The Office of Inspector General is charged with preventing fraud and abuse related to federal healthcare spending. Did you know that a new focus of audits are coming?
Prepare your agency for the upcoming OIG hospice eligibility audits for hospices for FY 2023. Hospice's fiscal year is October 1 through September 30 each year. Beginning October 01, 2022, the OIG will begin conducting eligibility audits. These audits are focused and targeted. The audit will be focused on beneficiary eligibility for hospice services in the absence of a recent hospital stay or encounter.
These audits are in response to compliance audits with show questions regarding a beneficiary's eligibility for utilization of the hospice benefit. The OIG does not conduct random audits. The top reason for ADR (additional determination request) is the lack of documentation to support a prognosis of six months or less. Hospice is a benefit for those who have been diagnosed with a terminal diagnosis and have been given a prognosis of six months or less to live if the disease follows its normal course.
Medicare in 2018 spent over 13.8 billion Medicare dollars for payments of patients with a length of stay greater than 180 days.
What can your agency do to prepare? First, each hospice agency should admit only those beneficiaries with the clinical documentation to support a terminal condition as outlined in the CMS Local Coverage Determination (LCDs) and additional medical documents. Meet with your admissions team and performance improvement departments to develop effective processes to ensure that the supportive information is collected during the intake, referral and admission processes.
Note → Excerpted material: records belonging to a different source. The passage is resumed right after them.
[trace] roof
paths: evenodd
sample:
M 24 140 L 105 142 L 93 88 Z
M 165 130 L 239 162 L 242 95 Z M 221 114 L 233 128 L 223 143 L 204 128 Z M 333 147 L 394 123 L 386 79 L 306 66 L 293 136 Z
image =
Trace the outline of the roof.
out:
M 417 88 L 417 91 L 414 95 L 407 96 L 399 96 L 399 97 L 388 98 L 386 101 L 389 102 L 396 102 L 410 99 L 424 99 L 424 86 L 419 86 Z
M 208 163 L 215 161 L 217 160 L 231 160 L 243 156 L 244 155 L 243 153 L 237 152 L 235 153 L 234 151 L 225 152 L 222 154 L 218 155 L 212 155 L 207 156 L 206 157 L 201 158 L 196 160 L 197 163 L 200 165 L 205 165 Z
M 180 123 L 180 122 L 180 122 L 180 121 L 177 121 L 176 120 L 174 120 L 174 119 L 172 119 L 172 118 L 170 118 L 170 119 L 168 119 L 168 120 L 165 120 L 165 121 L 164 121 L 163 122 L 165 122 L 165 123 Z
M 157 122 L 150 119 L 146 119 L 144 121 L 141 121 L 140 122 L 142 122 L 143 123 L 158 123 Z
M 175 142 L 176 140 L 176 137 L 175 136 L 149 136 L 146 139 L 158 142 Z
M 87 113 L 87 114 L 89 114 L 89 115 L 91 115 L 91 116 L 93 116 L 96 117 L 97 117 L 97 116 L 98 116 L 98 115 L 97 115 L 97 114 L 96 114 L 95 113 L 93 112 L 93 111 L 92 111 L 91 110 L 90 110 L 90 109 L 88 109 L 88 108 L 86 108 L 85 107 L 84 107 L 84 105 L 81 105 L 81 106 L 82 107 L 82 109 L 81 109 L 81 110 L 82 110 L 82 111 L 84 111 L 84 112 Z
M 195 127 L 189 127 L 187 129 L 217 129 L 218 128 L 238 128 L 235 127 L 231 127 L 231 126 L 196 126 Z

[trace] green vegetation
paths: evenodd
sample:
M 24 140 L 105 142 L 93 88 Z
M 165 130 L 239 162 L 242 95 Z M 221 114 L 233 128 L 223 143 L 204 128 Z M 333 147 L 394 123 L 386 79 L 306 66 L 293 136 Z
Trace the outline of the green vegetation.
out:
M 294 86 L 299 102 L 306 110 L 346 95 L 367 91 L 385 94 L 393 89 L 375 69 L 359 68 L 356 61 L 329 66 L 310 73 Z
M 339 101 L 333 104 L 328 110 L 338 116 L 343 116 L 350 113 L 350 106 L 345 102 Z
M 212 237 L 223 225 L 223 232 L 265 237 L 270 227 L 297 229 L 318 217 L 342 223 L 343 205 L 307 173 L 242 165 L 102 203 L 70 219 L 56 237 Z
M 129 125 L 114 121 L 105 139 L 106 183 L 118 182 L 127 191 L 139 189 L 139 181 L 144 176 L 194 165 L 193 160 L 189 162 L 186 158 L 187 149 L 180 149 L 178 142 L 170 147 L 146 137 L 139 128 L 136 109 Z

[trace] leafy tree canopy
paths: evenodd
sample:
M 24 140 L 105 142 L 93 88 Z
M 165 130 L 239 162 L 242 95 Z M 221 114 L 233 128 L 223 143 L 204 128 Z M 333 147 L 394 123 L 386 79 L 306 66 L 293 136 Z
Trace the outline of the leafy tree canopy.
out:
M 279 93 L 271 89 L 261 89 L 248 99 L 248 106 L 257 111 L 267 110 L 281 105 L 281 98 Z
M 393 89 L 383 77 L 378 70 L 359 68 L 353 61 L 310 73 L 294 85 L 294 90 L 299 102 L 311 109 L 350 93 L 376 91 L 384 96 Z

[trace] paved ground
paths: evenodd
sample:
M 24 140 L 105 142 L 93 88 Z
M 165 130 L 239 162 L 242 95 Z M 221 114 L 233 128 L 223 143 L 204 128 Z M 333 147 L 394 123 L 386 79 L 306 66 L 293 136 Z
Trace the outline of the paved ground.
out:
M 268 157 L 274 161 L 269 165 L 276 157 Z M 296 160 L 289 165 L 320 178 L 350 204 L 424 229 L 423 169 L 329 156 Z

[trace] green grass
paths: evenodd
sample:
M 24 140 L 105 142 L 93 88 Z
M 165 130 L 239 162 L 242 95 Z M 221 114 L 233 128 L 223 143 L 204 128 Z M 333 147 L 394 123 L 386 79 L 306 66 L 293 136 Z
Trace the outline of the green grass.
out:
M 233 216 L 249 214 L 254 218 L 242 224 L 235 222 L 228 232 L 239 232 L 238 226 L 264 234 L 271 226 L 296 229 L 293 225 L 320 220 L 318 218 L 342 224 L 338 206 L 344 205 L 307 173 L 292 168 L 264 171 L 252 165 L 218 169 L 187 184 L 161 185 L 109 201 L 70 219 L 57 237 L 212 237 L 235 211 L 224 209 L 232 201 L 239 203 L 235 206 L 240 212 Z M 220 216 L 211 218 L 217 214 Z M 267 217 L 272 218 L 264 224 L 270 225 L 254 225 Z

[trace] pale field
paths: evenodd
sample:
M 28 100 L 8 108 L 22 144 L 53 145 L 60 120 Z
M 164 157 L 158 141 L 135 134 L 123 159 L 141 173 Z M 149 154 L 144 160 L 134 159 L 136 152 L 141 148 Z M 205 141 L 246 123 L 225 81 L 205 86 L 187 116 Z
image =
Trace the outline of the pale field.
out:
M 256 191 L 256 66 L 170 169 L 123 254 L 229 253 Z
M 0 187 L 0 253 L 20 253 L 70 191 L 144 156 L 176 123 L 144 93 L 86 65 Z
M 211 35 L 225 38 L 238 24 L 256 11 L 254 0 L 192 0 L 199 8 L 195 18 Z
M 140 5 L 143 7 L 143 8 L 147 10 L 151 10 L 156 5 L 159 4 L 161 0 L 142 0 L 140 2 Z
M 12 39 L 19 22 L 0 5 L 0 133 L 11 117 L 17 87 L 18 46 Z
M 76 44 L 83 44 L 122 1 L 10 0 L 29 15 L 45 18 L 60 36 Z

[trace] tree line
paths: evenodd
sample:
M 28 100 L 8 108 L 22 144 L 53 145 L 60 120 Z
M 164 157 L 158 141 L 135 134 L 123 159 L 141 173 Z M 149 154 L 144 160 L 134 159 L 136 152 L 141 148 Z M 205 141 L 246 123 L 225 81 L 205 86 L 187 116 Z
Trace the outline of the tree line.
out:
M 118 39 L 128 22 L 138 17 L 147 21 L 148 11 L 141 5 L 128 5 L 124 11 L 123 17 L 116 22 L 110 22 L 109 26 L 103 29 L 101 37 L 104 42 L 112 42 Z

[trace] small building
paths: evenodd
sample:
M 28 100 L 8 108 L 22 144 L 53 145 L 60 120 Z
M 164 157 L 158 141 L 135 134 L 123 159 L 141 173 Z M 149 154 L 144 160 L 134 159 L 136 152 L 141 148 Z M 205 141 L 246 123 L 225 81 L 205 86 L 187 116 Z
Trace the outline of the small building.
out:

Take a look at the certification of terminal illness processes and present the clinical data to your hospice medical director for review prior to scheduling an admission. Review the certification of terminal illness documentation by the physicians to ensure that the clinical narrative details a hospice eligible patient and includes the prognostic and attestation statements.
If clinical documentation is lacking upon referral, it is prudent to take the necessary time to collect the supporting information for the practitioners or facilities that have served the patient. If the patient was not discharged from a hospital, or seen at a local Emergency center, contact the patient's physician(s).
Take the time to build the supportive information and be prepared to be audited for admissions that are at risk (non-hospital discharge/visit) Success with this audit's focus will abide in your due diligence and following of processes. Non-compliance will be costly for the agency.